Have you ever needed to remove the time part of a date variable, or remove the date part of a date variable? I recently had a requirement to do this, and my first reaction was to use the format function because it is very flexible and quite simple to use. Unfortunately, it does’t perform very well.

First, the format method for removing the time part.

Debug.Print Format(Now, "Short Date")

Debug.Print Format(Now, "Short Time")

Seems simple enough to remove the date and/or time portion of a date variable, but is it the best way? If you only want to display it, it probably is, but if you need to use the values for calculations, it is not the best way to remove the date or time portions.
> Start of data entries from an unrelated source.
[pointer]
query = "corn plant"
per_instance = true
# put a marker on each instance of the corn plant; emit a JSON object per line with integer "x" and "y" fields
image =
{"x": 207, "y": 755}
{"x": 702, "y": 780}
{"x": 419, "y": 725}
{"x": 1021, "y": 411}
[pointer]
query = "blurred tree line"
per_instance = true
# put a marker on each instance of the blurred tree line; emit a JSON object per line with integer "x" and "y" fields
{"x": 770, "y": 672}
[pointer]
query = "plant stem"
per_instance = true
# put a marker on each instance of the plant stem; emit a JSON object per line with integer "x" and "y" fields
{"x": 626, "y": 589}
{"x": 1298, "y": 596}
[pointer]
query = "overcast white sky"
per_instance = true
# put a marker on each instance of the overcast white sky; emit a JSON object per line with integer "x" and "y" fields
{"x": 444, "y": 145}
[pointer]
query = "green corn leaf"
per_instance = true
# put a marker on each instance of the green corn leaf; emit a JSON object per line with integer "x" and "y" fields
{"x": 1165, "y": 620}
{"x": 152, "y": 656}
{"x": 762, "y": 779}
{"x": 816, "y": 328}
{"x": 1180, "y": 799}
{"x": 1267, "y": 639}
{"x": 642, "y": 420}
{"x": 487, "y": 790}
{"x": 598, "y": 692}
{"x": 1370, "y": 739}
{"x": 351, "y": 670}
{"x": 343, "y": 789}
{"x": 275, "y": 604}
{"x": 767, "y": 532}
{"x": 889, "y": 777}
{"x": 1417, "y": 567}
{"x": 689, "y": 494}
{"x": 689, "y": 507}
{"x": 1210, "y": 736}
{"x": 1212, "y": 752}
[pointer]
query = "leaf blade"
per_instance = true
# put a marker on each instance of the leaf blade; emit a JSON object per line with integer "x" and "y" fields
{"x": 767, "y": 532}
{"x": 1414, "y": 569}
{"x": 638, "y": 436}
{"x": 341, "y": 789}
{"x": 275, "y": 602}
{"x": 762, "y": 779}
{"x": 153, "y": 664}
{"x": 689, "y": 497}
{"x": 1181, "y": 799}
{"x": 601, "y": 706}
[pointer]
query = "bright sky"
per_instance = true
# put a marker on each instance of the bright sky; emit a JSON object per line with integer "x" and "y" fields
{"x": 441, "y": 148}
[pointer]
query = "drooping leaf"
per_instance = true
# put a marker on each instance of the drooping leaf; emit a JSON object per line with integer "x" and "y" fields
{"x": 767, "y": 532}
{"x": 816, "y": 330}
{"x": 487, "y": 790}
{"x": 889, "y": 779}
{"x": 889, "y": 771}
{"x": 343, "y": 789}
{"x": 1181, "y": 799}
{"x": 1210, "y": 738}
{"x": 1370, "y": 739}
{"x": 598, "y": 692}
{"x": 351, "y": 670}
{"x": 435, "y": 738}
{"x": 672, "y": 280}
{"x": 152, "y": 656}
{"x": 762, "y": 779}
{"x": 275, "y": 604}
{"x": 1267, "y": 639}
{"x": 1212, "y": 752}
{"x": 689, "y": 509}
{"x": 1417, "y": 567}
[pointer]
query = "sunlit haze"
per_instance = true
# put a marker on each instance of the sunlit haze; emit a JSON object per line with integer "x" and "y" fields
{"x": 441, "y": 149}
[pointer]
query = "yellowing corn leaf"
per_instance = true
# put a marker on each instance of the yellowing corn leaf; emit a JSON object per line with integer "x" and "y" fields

Instead, you can use the Int function.

The Int function performs a simple truncate on a number. Note: this does not do rounding. Also significant is that Int will return whatever data is sent to it. If the parameter is a double, int will return a double. If the parameter is a single, Int returns a single, if the parameter is a date, Int returns a date.

Debug.Print Int(Now)

Debug.Print Now - Int(Now)

Surprised to see a number instead of a time? Me too. But… in VB6, when you subtract dates, the resulting data type is a double.

Debug.Print TypeName(Now - Int(Now))

However, this double can be converted back to a Date variable type like this.

Debug.Print cDate(Now - Int(Now))
9:25:40 AM 

Clearly, there are 2 different methods for separating the date from the time in a Date variable. Which is better? They both return the correct value, so now it’s up to performance.

I tested the performance with this code:

Option Explicit

Private Sub Command1_Click()

    Dim i As Long
    Dim dteTemp As Date
    Dim Start As Single
    Start = Timer
    For i = 1 To 1000000
        dteTemp = RemoveDate(Now)
    Call MsgBox(Format(Timer - Start, "0.00") & " micro-seconds")
    Start = Timer
    For i = 1 To 1000000
        dteTemp = RemoveDateWithFormat(Now)
    Call MsgBox(Format(Timer - Start, "0.00") & " micro-seconds")
End Sub

Private Function RemoveDateWithFormat(ByVal DateTime As Date) As Date
    RemoveDateWithFormat = Format(DateTime, "h:mm")

End Function

Private Function RemoveDate(ByVal DateTime As Date) As Date
    RemoveDate = DateTime - Int(DateTime)
End Function

The Int method runs in 0.40 micro-seconds and the Format method takes 3 micro-seconds. The Int method is approximately 7 times faster.